Amusement park horror
There is no way to be smart or clever about this. It is simply a horror story. Four people were killed on an amusement park ride at Dreamworld on the Gold Coast, run by a company with the unlikely name of Ardent Leisure. The park intended to re-open just three days after the tragedy but after discussions with police, management has pushed that date back. The Brisbane Times reported that Dreamworld had faced more than half a dozen lawsuits since 2010, including one in 2015 for A$400,000 (NZ$426,000) from a former staffer injured moving equipment that park operators allegedly knew to be defective.
Bobby calf horror
Animal rights group Farmwatch released footage of bobby calves thrown into trucks on farms in Taranaki and Waikato. If you feel some deja vu here, you are not wrong. It is less than a year since SAFE released similar footage of bobby calf abuse that caused the Ministry of Primary Industries to tighten up the rules. Farmwatch spokesman John Darroch said the new footage showed that little had changed and ‘‘in failing to implement better standards, the New Zealand dairy industry is putting our international reputation at risk’’.
Police on my back
Here is an example of the New Zealand police literally acting as the thought police. When a breathtesting stop was set up in Lower Hutt on a Sunday afternoon, those stopped and tested would have naturally assumed the friendly cops were after drunk drivers.

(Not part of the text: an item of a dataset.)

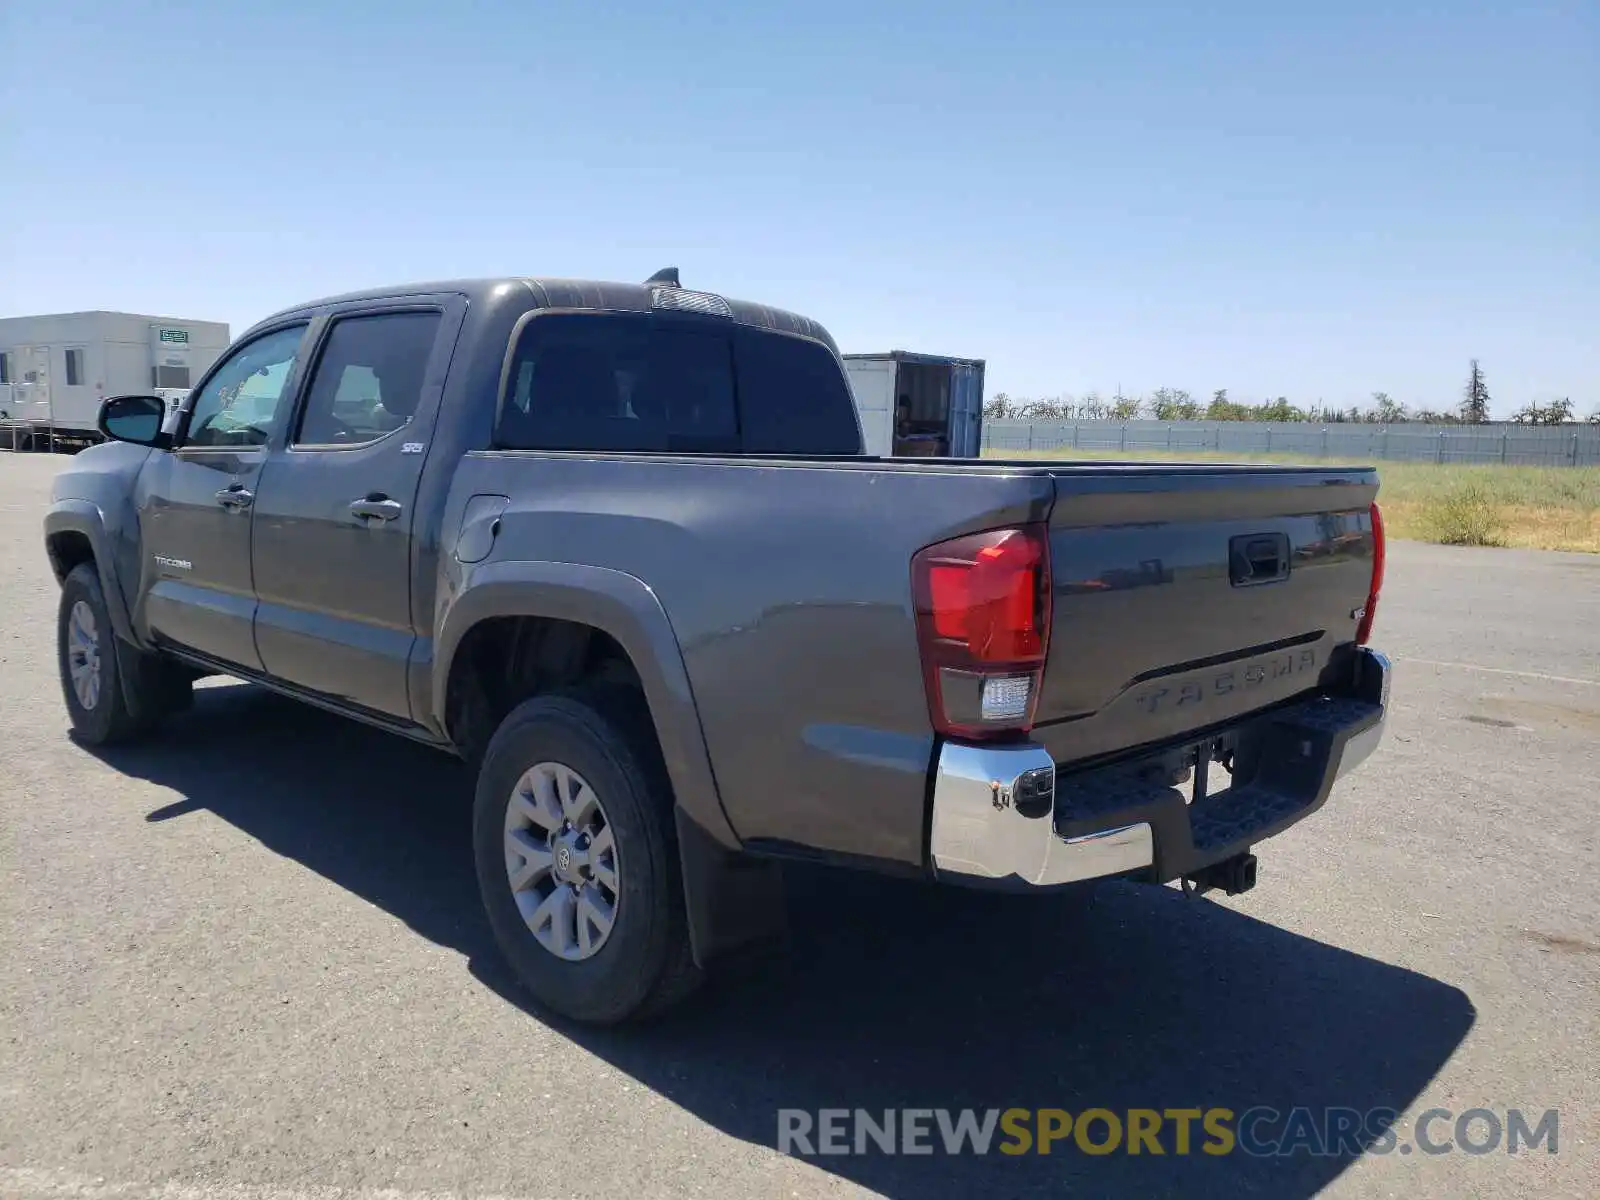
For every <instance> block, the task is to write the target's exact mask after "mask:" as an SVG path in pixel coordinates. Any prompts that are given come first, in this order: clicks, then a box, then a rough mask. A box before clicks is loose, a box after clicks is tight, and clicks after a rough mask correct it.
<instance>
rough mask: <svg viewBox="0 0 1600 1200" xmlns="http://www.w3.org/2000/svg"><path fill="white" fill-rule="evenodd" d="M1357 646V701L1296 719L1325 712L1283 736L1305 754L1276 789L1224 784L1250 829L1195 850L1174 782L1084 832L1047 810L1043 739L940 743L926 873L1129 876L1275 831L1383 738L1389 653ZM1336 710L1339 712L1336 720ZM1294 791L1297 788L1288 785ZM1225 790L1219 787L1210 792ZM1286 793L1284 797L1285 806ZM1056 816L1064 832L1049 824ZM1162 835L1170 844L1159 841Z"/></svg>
mask: <svg viewBox="0 0 1600 1200" xmlns="http://www.w3.org/2000/svg"><path fill="white" fill-rule="evenodd" d="M1358 653H1360V654H1362V661H1360V662H1358V669H1357V678H1358V680H1362V685H1360V691H1362V698H1360V699H1357V701H1352V702H1347V704H1346V706H1344V707H1339V709H1336V712H1334V714H1328V712H1323V710H1317V712H1315V714H1309V715H1304V717H1302V718H1306V720H1328V718H1330V717H1331V718H1333V720H1331V723H1330V725H1325V726H1322V728H1318V726H1315V725H1309V726H1306V728H1307V736H1306V738H1304V739H1299V738H1293V739H1290V742H1291V744H1293V746H1294V747H1296V754H1298V755H1299V758H1301V760H1302V762H1294V763H1290V768H1291V770H1286V771H1283V773H1282V774H1280V778H1278V779H1277V781H1274V786H1269V784H1253V786H1251V787H1235V789H1232V790H1234V794H1235V795H1234V798H1232V802H1230V803H1232V805H1234V806H1235V808H1238V806H1242V805H1245V803H1251V805H1258V806H1259V810H1261V813H1262V818H1261V821H1259V822H1258V824H1254V826H1251V824H1250V819H1248V816H1250V814H1248V813H1245V814H1243V818H1240V816H1237V814H1232V813H1230V814H1229V819H1234V821H1237V827H1238V834H1237V837H1234V840H1232V842H1218V840H1208V842H1205V845H1203V846H1202V845H1200V842H1202V838H1190V834H1189V827H1190V816H1192V814H1190V813H1187V811H1186V810H1184V798H1182V795H1181V794H1179V792H1178V790H1174V789H1171V787H1165V789H1155V790H1150V789H1149V787H1146V789H1144V790H1142V792H1130V794H1128V803H1126V805H1125V806H1123V808H1122V811H1118V808H1117V805H1109V806H1106V808H1102V810H1098V813H1096V818H1098V819H1096V821H1090V822H1088V824H1091V826H1094V827H1088V829H1085V827H1082V826H1083V824H1085V822H1083V821H1072V819H1069V816H1070V814H1066V813H1056V811H1054V808H1056V778H1054V773H1056V763H1054V762H1053V760H1051V757H1050V754H1048V752H1046V750H1045V749H1043V747H1040V746H1035V744H1030V742H1021V744H1008V746H970V744H965V742H946V744H944V747H942V749H941V750H939V763H938V771H936V774H934V782H933V829H931V837H930V851H931V858H933V869H934V875H936V877H938V878H941V880H946V882H952V883H973V885H984V883H992V885H1002V886H1016V888H1048V886H1056V885H1062V883H1077V882H1082V880H1091V878H1102V877H1107V875H1123V874H1130V872H1144V874H1146V875H1147V877H1152V875H1154V877H1157V878H1165V877H1173V875H1174V874H1186V872H1187V870H1189V869H1190V867H1192V866H1195V864H1197V862H1202V861H1219V859H1222V858H1226V856H1227V854H1232V853H1238V851H1240V850H1243V848H1246V846H1248V843H1250V842H1251V840H1253V838H1258V837H1270V835H1272V834H1277V832H1282V829H1285V827H1286V826H1290V824H1293V822H1294V821H1299V819H1301V818H1304V816H1309V814H1310V813H1312V811H1315V810H1317V808H1318V806H1320V805H1322V803H1323V802H1325V800H1326V797H1328V790H1330V789H1331V786H1333V782H1334V781H1336V779H1338V778H1341V776H1344V774H1347V773H1349V771H1352V770H1355V768H1357V766H1358V765H1360V763H1362V762H1365V760H1366V758H1368V757H1370V755H1371V752H1373V750H1374V749H1376V747H1378V744H1379V742H1381V741H1382V734H1384V725H1386V722H1387V715H1389V682H1390V672H1392V667H1390V662H1389V658H1387V656H1384V654H1381V653H1378V651H1371V650H1362V651H1358ZM1374 707H1376V718H1374V714H1373V709H1374ZM1341 717H1346V718H1347V720H1344V723H1339V718H1341ZM1294 718H1296V715H1294V714H1288V715H1286V717H1285V718H1283V723H1285V725H1286V726H1288V728H1294V730H1298V728H1299V726H1296V725H1293V720H1294ZM1269 720H1275V718H1269ZM1307 768H1310V770H1307ZM1283 779H1288V781H1290V782H1283ZM1274 787H1275V790H1274ZM1291 787H1293V789H1294V792H1304V795H1302V797H1301V795H1296V794H1291V792H1290V790H1286V789H1291ZM1254 794H1259V797H1258V795H1254ZM1226 795H1227V794H1218V800H1219V802H1222V798H1224V797H1226ZM1285 800H1288V802H1290V803H1288V805H1285ZM1195 808H1197V810H1198V808H1200V805H1195ZM1218 808H1222V805H1221V803H1219V805H1218ZM1139 818H1144V819H1139ZM1062 821H1066V824H1067V826H1069V829H1070V834H1072V835H1064V834H1062V832H1058V826H1059V824H1061V822H1062ZM1211 824H1213V826H1214V821H1213V822H1211ZM1157 830H1162V837H1158V835H1157ZM1162 838H1165V840H1166V842H1168V843H1170V845H1166V846H1162V845H1160V842H1162ZM1163 851H1165V853H1163Z"/></svg>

Actually, they were compiling a database of people – mostly elderly women – who had attended an Exit International euthanasia meeting. At least 10 of them later received visits from the police, asking questions about their association with the pro-euthanasia group. Inspector Chris Bensemann told
Fairfax Media that police have a ’’responsibility to the community to investigate any situation where we have reasonable grounds to suspect that persons are being assisted in the commission of suicide’’. It’s like the ‘‘precog’’ crime squad out of Minority
Report: we will know when you are even thinking about crime.
PM for a day
Time for something lighter, something from New Zealand politics. For just one day this week, we had our third female prime minister. With John Key on his very slow way to India and back, and understudies Bill English, Steven Joyce and Gerry Brownlee also overseas on political business, it fell to number five in the Cabinet to take charge. Paula Bennett was New Zealand’s prime minister for a day and you may have noticed that the sky did not fall in. While she waited for an appearance on the Paul Henry show on Friday morning, Brownlee texted to say he was back and Bennett was off duty. Labour’s Jacinda Ardern suggested that Bennett could have used her powers to give Max Key a telling off over his trivial Snapchat controversy. ‘‘I thought it was more parental than prime ministerial,’’ Bennett replied, wisely. It’s true she has much bigger things to think about, such as the disgraceful saga of methamphetamine testing in state houses that made so many homeless.